To explain what an SSL certificate is, let's start with a definition. We'll then explain the interest an SSL certificate can bring to your website.
Definition of an SSL certificate
An SSL ("secure socket layer") certificate is a file that is installed on a webserver. This certificate is designed solely to secure the sending of some (or all) server data. Security is achieved through encryption which, for websites, is generally at 128 bits, providing a high level of privacy while making it very difficult to break the certificate. This TLS certificate - its official name since the patent was purchased by the Internet Engineering Task Force - does not insure against the interception of encrypted data, but provides effective protection.
Origin of the certificate
The SSL certificate was invented by Netscape in 1994, in partnership with various companies such as Mastercard and Bank of America. The IETF bought the patent from Netscape in 2001, and named it "Transport Layer Security" (TLS). Following this acquisition, the IETF created the standard RFC 2246.
Operation of the SSL certificate
Four security objectives are sought for the use of the certificate:
- the authentication of the web server transmitting the data: necessary to ensure the authenticity of the website that issues the certificate ;
- the confidentiality of the information transmitted and exchanged ;
- the integrity of the data exchanged: the certificate must be "powerful" enough to prevent a third party from altering the transmitted data ;
- last optional step: the client's authentification: to ensure, ultimately, that the data was transmitted by the user who made the request.

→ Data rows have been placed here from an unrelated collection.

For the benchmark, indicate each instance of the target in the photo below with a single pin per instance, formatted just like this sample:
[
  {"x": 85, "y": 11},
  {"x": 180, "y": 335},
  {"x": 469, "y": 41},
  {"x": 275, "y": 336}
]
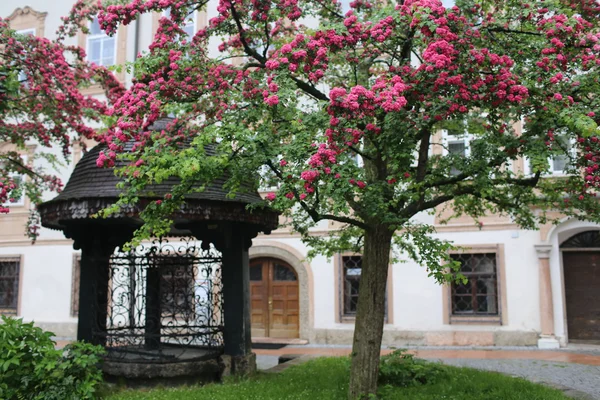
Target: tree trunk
[{"x": 370, "y": 314}]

The SSL certificate works under a client-server format:
- First step: the client connects via SSL to the server, and requests its authentication. The client simultaneously sends the encryption systems its browser uses (in descending order of importance) ;
- After receiving the request, the server sends the public key, and the name of the first encryption system it is compatible with ;
- After verifying the certificate, the client creates a random private key, encrypts it with the public key and returns a session key ;
- Last step: using its private key, the server decrypts the session key, which becomes a common key. Both parties can now "converse" using this session key, ensuring the integrity of all data exchanged.
Certain elements allow us to recognize an encrypted internet page. The first of these is an icon on the status bar of your browser. The second visible element for an encrypted page is the appearance of the initials "https" in the address bar of your browser, indicating that the address is secure.
Installing an SSL certificate with Namebay
To obtain an SSL certificate with Namebay, follow these four steps:
- firstly, generate a CSR that is unique to each software application and/or version managing the web server. For example, if you use Apache, you need a CSR for Apache, whereas if you use IIS, you need a key for IIS.
- 2and step: complete the online application for a certificate.
- we'll process your request
- After receiving our e-mail, copy and install the SSL certificate that was generated for you.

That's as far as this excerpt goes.